Dikutip dari Reuters, nilai minyak Brent naik 98 sen (1 persen) ke level USD 95,63 per barel, sedangkan West Texas Intermediate (WTI) terangkat 79 sen (0,9 persen) ke posisi USD 91,01 per barel. Kedua nilai referensi sempat menyentuh level tertinggi sejak 24 Juli.
Eskalasi terbaru terjadi setelah AS menyerang pesisir selatan Iran, nan dibalas Iran dengan memburu pangkalan militer AS. Data Kpler menunjukkan lampau lintas komoditas di Selat Hormuz merosot menjadi hanya empat kapal pada Rabu (2/9), jauh di bawah rata-rata harian sebanyak 13 kapal.
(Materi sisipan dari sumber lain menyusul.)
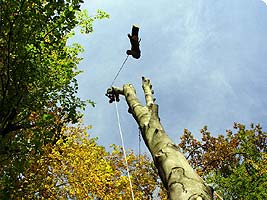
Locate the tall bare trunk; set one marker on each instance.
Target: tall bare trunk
(178, 177)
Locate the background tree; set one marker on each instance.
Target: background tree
(235, 164)
(37, 80)
(76, 167)
(178, 177)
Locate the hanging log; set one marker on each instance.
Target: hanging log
(178, 177)
(135, 43)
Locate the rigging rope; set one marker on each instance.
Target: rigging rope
(119, 70)
(123, 148)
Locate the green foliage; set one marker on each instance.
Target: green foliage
(234, 164)
(38, 83)
(36, 66)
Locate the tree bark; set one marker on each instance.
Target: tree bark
(178, 177)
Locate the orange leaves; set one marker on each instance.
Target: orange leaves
(76, 167)
(234, 163)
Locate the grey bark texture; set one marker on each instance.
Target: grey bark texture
(178, 177)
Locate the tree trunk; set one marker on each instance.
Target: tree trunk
(178, 177)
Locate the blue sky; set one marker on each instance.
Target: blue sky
(206, 60)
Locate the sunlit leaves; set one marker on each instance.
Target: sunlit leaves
(235, 164)
(76, 167)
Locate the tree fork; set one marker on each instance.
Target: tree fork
(178, 177)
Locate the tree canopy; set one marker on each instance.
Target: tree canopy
(235, 163)
(46, 152)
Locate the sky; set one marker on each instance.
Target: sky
(206, 61)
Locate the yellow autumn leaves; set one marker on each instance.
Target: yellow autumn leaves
(76, 167)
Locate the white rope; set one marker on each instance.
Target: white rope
(124, 152)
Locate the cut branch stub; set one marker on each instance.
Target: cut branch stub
(113, 94)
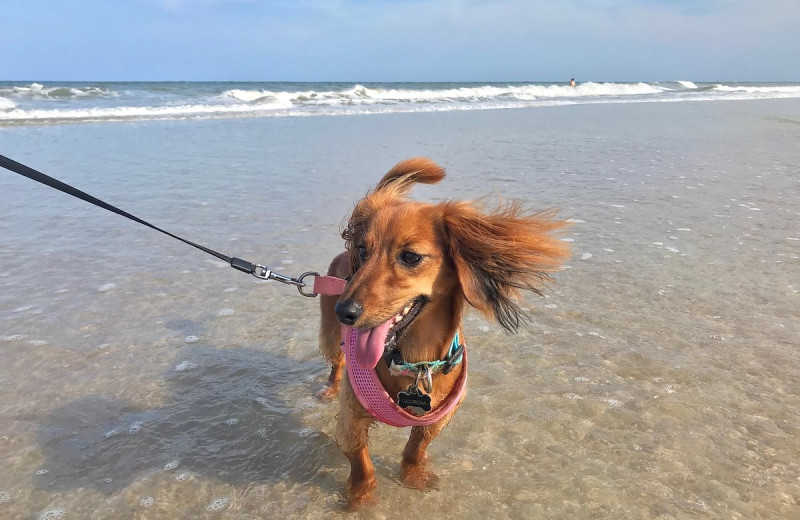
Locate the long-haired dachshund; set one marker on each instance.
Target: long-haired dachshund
(412, 268)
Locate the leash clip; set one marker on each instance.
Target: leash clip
(262, 272)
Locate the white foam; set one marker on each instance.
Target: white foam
(185, 366)
(218, 504)
(55, 513)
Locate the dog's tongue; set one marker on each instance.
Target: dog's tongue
(370, 344)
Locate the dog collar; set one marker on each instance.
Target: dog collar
(373, 397)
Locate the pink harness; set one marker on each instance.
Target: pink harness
(367, 385)
(372, 396)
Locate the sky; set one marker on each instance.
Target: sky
(400, 40)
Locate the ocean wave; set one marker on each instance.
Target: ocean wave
(56, 103)
(762, 89)
(39, 91)
(6, 105)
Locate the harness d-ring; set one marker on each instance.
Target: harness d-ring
(301, 284)
(424, 375)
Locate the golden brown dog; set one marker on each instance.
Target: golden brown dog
(419, 264)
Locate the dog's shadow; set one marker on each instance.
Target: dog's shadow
(228, 415)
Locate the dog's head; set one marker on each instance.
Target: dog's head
(411, 259)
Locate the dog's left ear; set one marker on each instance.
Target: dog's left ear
(499, 253)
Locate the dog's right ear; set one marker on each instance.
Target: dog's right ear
(405, 173)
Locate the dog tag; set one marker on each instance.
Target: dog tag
(414, 401)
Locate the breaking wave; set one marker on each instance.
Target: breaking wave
(37, 103)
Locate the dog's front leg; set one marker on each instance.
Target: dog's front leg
(352, 437)
(415, 464)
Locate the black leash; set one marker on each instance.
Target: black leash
(257, 270)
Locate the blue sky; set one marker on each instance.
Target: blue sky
(401, 40)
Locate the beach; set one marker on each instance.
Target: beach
(658, 378)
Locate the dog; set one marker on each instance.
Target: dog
(412, 268)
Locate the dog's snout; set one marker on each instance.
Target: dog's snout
(348, 312)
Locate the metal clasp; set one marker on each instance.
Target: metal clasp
(263, 272)
(424, 375)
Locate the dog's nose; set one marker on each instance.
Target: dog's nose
(348, 312)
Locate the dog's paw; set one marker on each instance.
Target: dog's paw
(361, 494)
(328, 393)
(420, 477)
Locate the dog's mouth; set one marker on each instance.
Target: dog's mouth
(373, 343)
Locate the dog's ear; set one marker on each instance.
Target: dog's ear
(394, 185)
(499, 253)
(405, 173)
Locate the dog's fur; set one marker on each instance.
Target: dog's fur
(448, 255)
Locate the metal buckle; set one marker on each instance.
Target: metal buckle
(424, 374)
(263, 272)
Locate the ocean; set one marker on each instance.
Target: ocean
(142, 378)
(59, 102)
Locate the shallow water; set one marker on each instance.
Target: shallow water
(658, 379)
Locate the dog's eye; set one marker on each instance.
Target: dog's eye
(410, 258)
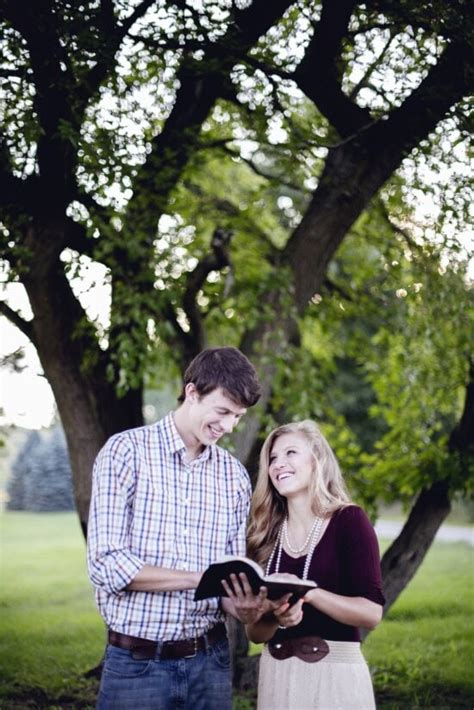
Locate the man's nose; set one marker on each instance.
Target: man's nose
(228, 424)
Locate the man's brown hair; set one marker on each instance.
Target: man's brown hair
(226, 368)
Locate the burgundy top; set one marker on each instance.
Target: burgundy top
(345, 561)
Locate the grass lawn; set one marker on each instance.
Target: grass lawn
(421, 656)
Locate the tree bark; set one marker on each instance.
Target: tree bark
(405, 555)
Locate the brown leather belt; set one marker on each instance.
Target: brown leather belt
(168, 650)
(308, 648)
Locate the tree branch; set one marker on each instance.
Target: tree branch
(25, 326)
(318, 75)
(216, 261)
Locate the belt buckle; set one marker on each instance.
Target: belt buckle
(191, 655)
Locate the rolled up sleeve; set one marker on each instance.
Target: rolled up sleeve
(111, 563)
(237, 540)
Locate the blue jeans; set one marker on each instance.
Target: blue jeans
(202, 682)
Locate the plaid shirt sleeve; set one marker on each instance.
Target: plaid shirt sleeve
(112, 566)
(237, 543)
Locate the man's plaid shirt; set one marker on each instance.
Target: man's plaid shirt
(150, 507)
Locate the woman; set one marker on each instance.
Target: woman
(303, 524)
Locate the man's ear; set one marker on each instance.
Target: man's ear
(191, 393)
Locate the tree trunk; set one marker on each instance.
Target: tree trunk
(407, 552)
(89, 408)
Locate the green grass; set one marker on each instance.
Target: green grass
(421, 656)
(50, 631)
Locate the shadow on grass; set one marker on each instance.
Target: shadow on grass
(19, 697)
(436, 697)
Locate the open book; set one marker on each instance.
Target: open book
(210, 584)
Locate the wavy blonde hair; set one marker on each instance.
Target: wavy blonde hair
(328, 491)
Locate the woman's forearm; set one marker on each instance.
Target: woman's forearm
(353, 611)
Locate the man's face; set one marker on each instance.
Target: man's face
(212, 415)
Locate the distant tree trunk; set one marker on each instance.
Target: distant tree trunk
(407, 552)
(87, 402)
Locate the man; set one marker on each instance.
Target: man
(166, 503)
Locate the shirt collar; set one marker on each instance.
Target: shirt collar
(175, 442)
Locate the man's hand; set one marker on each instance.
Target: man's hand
(243, 603)
(287, 615)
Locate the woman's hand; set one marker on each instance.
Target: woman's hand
(287, 615)
(242, 603)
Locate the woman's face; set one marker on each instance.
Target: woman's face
(291, 464)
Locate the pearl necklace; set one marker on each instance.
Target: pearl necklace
(296, 551)
(315, 536)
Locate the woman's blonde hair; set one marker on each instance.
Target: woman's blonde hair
(328, 492)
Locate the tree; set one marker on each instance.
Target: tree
(142, 138)
(40, 480)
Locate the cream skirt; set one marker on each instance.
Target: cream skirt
(339, 681)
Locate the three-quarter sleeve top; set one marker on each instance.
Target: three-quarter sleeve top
(346, 561)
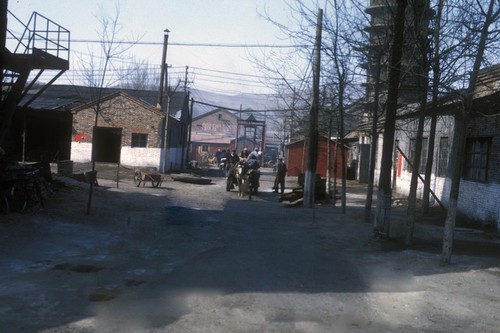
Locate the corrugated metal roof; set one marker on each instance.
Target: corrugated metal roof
(67, 97)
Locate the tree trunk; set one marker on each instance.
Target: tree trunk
(382, 216)
(436, 69)
(312, 158)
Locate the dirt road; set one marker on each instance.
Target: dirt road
(195, 258)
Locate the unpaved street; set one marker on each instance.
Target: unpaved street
(195, 258)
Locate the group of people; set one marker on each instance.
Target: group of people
(252, 159)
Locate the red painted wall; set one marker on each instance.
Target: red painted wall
(297, 158)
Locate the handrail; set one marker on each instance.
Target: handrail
(40, 33)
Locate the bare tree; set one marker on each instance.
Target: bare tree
(139, 76)
(382, 217)
(97, 66)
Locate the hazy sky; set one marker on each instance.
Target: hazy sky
(232, 22)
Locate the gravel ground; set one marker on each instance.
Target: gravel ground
(194, 258)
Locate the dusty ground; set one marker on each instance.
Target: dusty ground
(193, 258)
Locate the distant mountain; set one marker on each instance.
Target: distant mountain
(208, 101)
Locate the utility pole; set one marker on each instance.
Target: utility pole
(159, 103)
(312, 156)
(185, 79)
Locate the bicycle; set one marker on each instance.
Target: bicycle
(21, 191)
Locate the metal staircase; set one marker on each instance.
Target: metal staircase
(39, 47)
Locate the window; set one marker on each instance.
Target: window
(443, 157)
(423, 155)
(476, 159)
(139, 140)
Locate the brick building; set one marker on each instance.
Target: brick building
(138, 125)
(479, 196)
(212, 131)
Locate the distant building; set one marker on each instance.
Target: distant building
(212, 131)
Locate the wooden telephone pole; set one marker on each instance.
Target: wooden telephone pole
(312, 156)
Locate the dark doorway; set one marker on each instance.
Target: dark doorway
(106, 144)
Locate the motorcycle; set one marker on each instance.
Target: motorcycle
(231, 180)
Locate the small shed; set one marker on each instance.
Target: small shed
(297, 153)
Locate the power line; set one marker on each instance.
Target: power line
(228, 45)
(246, 110)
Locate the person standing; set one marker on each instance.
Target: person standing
(245, 153)
(279, 181)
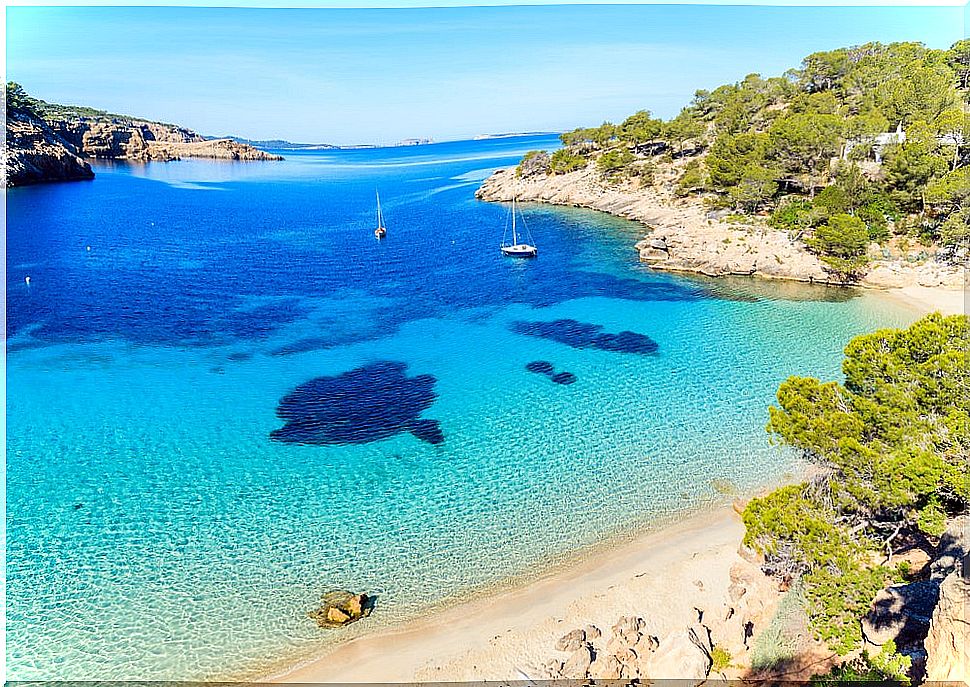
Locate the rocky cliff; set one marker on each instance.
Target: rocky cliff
(683, 236)
(35, 153)
(139, 140)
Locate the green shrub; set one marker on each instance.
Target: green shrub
(614, 161)
(566, 160)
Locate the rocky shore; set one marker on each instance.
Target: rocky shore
(684, 236)
(35, 153)
(48, 142)
(686, 602)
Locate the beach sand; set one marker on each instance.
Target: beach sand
(931, 298)
(660, 577)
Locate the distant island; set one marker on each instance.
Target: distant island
(517, 134)
(852, 169)
(50, 142)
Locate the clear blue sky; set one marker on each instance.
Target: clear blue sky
(380, 75)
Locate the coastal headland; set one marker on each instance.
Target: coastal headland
(683, 235)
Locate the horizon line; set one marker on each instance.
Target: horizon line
(459, 4)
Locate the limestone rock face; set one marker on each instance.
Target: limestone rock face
(36, 154)
(571, 641)
(678, 657)
(577, 665)
(948, 641)
(339, 607)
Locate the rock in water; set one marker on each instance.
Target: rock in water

Garda Revolusi Iran juga melaporkan dua kapal tanker terkena ranjau laut.
Meski demikian, pasar menilai akibat gangguan pasokan berkarakter jangka pendek seiring tersedianya jalur pengganti dan peningkatan ekspor dari Irak. Di sisi lain, OPEC+ diproyeksikan tetap mempertahankan kebijakan produksinya untuk Oktober pada pertemuan Minggu (6/9).
Dari dalam negeri AS, penurunan persediaan minyak mentah turut menopang harga. Data Energy Information Administration (EIA) mencatat stok minyak AS menyusut 4,5 juta barel pada pekan lalu, jauh melampaui perkiraan pasar sebesar 1,1 juta barel.